Aufgrund der demographischen Entwicklung und der immer älter werdenden Bevölkerung ist bei verlängerter Prothesenliegedauer die Gefahr einer Hüftprothesenlockerung gegeben. Mittel- bis langfristig verspüren die Patienten zunehmende Beschwerden im Bereich der Leiste oder entlang des Oberschenkels. Nach eingehender klinischer Untersuchung, die den ersten Verdicht einer bestehenden Lockerung ergibt, sind aktuelle Röntgenbilder im Vergleich zu den Bildern zum Zeitpunkt der Primärimplantation entscheidend.

Veränderungen in der Stellung der Implantate zum Knochen des Hüftgelenkes weisen auf die Lockerung des Implantates hin. Grundsätzlich wird bei Verdacht der Prothesenlockerung durch eine Punktion an unserer Klinik ein Infekt ausgeschlossen.

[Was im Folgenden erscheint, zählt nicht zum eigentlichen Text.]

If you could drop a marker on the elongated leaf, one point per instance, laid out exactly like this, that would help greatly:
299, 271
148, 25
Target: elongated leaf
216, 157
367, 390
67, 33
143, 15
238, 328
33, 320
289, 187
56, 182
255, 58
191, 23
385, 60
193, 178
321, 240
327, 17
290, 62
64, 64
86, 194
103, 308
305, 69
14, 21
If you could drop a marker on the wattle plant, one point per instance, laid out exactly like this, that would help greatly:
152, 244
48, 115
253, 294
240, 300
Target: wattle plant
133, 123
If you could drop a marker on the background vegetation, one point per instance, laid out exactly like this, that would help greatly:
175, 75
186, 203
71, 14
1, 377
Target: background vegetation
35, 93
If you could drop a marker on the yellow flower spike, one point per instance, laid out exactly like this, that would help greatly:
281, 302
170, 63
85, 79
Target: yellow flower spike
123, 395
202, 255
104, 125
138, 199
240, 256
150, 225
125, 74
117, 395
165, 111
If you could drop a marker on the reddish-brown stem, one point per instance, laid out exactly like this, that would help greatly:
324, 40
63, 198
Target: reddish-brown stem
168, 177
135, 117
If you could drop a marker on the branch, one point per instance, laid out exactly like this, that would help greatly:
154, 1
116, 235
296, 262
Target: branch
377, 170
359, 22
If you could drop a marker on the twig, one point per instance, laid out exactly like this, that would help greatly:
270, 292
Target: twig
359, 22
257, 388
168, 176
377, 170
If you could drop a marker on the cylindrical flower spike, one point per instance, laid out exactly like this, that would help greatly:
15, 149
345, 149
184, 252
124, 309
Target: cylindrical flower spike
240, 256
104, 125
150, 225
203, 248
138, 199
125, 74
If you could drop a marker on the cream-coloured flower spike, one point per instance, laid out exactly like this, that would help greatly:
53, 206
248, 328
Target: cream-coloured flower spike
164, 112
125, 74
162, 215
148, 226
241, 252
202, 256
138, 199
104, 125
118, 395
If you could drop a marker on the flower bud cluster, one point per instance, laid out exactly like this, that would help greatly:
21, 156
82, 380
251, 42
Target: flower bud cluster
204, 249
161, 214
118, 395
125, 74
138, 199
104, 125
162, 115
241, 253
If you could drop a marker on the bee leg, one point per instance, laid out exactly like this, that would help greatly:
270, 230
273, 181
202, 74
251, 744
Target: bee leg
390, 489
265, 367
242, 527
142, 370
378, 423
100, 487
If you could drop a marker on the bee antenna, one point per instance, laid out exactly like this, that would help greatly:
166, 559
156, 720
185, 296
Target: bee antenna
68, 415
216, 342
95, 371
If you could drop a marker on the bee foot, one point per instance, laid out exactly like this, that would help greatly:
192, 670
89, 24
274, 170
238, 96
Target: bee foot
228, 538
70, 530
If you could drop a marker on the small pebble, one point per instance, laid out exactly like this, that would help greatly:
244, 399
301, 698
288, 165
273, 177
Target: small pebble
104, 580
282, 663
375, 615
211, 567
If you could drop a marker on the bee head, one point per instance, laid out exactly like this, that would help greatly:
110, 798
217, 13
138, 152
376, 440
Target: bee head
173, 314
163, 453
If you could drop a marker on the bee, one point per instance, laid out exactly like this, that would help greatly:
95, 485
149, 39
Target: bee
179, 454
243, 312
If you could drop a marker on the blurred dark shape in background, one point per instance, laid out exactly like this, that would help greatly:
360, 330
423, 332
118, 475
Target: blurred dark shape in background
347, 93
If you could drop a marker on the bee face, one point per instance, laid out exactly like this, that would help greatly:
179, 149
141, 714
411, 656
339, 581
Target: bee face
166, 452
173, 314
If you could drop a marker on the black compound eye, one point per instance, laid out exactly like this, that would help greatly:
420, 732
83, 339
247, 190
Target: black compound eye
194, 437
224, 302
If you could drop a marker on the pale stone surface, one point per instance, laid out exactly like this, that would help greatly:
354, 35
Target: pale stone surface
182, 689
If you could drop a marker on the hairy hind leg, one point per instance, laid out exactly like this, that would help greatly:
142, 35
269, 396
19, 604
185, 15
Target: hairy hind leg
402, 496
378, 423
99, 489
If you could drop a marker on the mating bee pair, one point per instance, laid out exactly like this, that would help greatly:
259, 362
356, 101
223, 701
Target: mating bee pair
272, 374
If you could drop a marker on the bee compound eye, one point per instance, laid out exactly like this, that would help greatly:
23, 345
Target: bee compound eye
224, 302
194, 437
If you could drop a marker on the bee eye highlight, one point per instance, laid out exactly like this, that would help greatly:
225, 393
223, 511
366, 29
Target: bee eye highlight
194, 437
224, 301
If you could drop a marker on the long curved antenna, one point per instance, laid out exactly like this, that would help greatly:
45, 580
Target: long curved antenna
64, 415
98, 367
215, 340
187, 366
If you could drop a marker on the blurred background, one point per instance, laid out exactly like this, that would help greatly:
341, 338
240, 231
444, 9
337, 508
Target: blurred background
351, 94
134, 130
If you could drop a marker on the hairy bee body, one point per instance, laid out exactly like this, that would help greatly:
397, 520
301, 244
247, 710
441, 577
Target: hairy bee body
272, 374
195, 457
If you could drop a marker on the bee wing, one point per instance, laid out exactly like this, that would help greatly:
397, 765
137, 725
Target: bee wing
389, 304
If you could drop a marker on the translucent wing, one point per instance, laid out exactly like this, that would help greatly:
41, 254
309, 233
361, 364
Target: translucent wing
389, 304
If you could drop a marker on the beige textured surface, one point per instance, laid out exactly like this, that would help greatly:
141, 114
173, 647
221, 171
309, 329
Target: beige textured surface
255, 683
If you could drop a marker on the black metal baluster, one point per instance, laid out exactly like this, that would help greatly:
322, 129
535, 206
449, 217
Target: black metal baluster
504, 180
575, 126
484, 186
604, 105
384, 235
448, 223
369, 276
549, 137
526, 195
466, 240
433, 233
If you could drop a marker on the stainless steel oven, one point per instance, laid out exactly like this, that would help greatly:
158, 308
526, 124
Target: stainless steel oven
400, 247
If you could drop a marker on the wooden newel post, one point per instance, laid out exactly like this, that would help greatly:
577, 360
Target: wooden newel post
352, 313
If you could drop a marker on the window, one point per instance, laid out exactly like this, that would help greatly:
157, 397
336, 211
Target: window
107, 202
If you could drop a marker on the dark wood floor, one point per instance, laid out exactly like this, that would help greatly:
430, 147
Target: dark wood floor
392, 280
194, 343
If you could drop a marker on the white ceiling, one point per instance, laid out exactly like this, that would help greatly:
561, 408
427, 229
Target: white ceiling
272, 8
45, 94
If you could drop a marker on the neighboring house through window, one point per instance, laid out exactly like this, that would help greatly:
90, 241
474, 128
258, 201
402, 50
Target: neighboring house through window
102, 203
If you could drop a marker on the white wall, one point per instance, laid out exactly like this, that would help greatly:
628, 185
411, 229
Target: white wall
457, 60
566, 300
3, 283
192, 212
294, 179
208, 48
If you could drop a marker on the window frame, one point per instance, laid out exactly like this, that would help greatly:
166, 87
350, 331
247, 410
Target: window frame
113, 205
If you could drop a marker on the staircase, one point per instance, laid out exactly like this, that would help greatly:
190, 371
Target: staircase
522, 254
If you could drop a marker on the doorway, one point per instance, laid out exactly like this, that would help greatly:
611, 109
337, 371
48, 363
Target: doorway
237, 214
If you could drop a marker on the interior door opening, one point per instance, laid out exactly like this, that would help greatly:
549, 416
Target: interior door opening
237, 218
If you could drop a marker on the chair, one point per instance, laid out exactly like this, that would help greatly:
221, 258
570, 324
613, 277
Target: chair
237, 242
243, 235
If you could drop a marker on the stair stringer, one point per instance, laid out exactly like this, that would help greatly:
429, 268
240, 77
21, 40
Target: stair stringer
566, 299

Durch Gewinnung des Gelenksekrets kann durch eine differenzierte Untersuchung eine Keimbestimmung erfolgen. Somit lässt sich eine aseptische von einer septischen Endoprothesenlockerung differenzieren.

Röntgenaufnahmen Pfannenwechsel und Hüft-TEP-Wechsel


Grundsätzlich sollte zur optimalen Vorbereitung des anstehenden Eingriffes der ehemalige Operationsbericht und Prothesenpass eingesehen werden um sich bestmöglich für den geplanten Wechseleingriff vorzubereiten. Auch in der Wechselsituation orientieren wir uns an den aktuellen neusten Entwicklungen in der Revisionschirurgie. Dabei stellen zementfreie Implantate in der Wechselsituation an der Pfanne und am Schaft auch bei dem älteren Patienten ein Verfahren dar, bei dem eine ausreichend stabile Situation erreicht werden kann. Bei ungenügender Knochenstabilität werden zementierte Implantate in Verbindung mit Stützringen an der Hüftpfanne oder zementierte Langschäfte eingesetzt. Vorrangiges Ziel dieser Operationen an der Auguste Viktoria Klinik bleibt die frühzeitige Mobilisation der betroffenen Patienten, um eine möglichst schnelle Verbesserung der Lebensqualität zu erreichen.